Training-Free Multi-Step Inference for Target Speaker Extraction

arXiv:2603.10921v111.2h-index: 19
Predicted impact top 45% in SD · last 90 daysOriginality Incremental advance
AI Analysis

This work addresses speech separation for applications like hearing aids or voice assistants, but it is incremental as it builds on existing TSE systems with a novel inference approach.

The paper tackles the problem of target speaker extraction by proposing a training-free multi-step inference method that iteratively refines speech estimates using a frozen pretrained model, achieving consistent gains in metrics like SI-SDRi when ground-truth is available and enabling controllable extraction preferences through joint metric optimization.

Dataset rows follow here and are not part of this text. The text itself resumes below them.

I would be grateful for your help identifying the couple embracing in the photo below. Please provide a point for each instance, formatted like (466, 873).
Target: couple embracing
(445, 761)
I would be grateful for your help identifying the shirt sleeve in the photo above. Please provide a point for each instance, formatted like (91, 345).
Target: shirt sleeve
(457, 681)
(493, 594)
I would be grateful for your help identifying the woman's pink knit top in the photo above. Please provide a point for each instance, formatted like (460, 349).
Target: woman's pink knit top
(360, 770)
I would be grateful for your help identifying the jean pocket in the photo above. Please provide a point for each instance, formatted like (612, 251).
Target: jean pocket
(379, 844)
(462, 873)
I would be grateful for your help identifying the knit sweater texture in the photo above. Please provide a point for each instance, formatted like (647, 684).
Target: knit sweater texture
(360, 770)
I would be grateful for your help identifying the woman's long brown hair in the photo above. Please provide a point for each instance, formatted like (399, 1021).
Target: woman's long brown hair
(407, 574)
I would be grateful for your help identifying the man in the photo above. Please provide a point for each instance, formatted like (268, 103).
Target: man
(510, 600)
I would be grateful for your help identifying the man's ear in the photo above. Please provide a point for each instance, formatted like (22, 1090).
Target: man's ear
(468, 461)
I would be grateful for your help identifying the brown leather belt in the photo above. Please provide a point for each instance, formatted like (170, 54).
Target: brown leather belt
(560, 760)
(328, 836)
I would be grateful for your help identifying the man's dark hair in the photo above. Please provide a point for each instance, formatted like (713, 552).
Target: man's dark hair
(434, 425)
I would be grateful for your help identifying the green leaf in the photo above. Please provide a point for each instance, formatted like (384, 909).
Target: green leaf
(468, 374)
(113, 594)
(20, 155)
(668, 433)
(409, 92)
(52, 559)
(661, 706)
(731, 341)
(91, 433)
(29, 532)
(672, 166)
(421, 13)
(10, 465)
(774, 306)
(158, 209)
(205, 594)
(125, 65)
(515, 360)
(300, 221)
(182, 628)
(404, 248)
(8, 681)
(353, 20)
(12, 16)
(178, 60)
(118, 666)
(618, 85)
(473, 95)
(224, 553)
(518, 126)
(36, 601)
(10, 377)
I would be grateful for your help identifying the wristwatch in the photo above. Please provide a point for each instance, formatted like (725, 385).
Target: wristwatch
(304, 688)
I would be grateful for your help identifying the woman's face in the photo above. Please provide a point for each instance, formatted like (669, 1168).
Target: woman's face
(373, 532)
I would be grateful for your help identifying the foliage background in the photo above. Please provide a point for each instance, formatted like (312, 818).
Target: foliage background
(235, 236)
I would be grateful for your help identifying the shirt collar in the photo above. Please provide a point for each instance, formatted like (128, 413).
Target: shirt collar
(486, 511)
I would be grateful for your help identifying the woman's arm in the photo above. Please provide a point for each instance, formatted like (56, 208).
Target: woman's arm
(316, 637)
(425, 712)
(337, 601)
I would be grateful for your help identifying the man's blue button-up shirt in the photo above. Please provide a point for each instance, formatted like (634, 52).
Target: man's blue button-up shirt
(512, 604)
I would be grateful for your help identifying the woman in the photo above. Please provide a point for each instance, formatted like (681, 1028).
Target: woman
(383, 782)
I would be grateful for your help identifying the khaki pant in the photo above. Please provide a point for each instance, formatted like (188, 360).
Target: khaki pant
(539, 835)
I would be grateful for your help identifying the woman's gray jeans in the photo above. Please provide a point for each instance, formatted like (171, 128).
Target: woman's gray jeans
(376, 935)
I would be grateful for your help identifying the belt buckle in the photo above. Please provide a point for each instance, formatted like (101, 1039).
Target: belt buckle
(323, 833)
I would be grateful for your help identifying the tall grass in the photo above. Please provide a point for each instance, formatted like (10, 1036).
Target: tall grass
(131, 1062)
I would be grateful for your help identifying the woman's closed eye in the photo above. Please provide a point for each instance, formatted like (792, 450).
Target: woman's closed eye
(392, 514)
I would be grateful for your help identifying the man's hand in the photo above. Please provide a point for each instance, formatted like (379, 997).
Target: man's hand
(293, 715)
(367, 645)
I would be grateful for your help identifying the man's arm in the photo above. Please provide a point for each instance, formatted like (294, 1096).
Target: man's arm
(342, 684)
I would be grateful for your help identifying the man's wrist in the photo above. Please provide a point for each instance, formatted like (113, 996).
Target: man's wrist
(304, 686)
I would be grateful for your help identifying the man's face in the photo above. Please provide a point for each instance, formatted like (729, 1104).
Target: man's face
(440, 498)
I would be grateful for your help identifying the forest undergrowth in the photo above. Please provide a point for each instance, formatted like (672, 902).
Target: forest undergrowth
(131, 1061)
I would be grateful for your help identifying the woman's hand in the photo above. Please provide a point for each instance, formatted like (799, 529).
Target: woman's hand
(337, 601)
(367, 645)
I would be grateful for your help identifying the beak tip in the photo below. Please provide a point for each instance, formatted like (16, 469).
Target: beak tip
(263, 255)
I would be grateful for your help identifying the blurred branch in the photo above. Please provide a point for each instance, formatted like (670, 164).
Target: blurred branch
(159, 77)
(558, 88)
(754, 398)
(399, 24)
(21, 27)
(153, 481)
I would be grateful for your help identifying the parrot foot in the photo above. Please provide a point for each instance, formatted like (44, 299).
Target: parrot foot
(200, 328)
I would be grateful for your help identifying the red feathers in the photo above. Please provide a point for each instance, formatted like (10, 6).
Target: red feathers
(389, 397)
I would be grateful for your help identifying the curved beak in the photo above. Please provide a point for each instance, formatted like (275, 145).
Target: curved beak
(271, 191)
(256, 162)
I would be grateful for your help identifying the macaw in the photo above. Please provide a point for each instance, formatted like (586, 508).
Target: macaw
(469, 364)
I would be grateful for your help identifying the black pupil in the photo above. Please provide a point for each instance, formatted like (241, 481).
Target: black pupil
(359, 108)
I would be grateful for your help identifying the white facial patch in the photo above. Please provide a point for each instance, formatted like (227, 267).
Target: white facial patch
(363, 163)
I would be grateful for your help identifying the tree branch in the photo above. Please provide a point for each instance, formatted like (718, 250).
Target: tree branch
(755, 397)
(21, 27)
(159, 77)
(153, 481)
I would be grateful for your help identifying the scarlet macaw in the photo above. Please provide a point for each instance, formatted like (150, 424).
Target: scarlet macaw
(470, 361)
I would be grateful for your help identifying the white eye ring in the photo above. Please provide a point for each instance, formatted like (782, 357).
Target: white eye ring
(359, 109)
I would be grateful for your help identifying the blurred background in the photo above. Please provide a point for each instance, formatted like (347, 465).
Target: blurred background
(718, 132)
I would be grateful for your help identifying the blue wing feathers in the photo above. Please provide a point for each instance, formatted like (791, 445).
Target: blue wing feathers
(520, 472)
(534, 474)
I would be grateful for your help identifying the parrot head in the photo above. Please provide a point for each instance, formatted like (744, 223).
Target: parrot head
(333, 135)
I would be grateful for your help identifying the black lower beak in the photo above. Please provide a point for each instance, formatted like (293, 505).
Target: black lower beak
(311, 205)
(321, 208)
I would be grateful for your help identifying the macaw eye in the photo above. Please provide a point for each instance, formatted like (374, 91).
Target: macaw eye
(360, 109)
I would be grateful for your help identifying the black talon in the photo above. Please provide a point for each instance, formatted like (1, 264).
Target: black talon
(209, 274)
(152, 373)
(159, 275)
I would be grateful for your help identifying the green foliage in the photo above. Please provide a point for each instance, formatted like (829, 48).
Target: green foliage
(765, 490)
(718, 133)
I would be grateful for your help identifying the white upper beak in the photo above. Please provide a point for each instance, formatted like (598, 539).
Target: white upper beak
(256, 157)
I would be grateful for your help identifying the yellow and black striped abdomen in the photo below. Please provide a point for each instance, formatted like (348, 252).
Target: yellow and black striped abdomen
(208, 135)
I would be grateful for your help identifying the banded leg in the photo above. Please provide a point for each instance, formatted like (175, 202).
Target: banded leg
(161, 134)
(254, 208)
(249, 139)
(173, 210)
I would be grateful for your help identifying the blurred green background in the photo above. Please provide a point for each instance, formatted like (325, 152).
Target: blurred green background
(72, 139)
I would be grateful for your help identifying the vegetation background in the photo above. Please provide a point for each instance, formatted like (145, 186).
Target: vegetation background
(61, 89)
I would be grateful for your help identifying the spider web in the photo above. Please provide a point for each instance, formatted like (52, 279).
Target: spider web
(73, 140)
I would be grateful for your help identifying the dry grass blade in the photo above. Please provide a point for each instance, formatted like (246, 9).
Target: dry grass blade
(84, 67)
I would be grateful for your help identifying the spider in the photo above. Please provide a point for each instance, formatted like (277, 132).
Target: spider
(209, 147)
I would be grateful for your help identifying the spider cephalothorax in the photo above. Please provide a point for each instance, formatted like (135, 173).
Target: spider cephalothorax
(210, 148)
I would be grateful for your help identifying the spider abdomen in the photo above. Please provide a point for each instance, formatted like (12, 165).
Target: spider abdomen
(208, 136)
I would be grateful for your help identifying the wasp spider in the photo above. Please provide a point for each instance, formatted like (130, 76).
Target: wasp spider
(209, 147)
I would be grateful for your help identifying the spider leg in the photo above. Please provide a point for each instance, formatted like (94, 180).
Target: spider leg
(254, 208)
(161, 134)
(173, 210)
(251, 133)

Target speaker extraction (TSE) aims to recover a target speaker's speech from a mixture using a reference utterance as a cue. Most TSE systems adopt conditional auto-encoder architectures with one-step inference. Inspired by test-time scaling, we propose a training-free multi-step inference method that enables iterative refinement with a frozen pretrained model. At each step, new candidates are generated by interpolating the original mixture and the previous estimate, and the best candidate is selected for further refinement until convergence. Experiments show that, when ground-truth target speech is available, optimizing an intrusive metric (SI-SDRi) yields consistent gains across multiple evaluation metrics. Without ground truth, optimizing non-intrusive metrics (UTMOS or SpkSim) improves the corresponding metric but may hurt others. We therefore introduce joint metric optimization to balance these objectives, enabling controllable extraction preferences for practical deployment.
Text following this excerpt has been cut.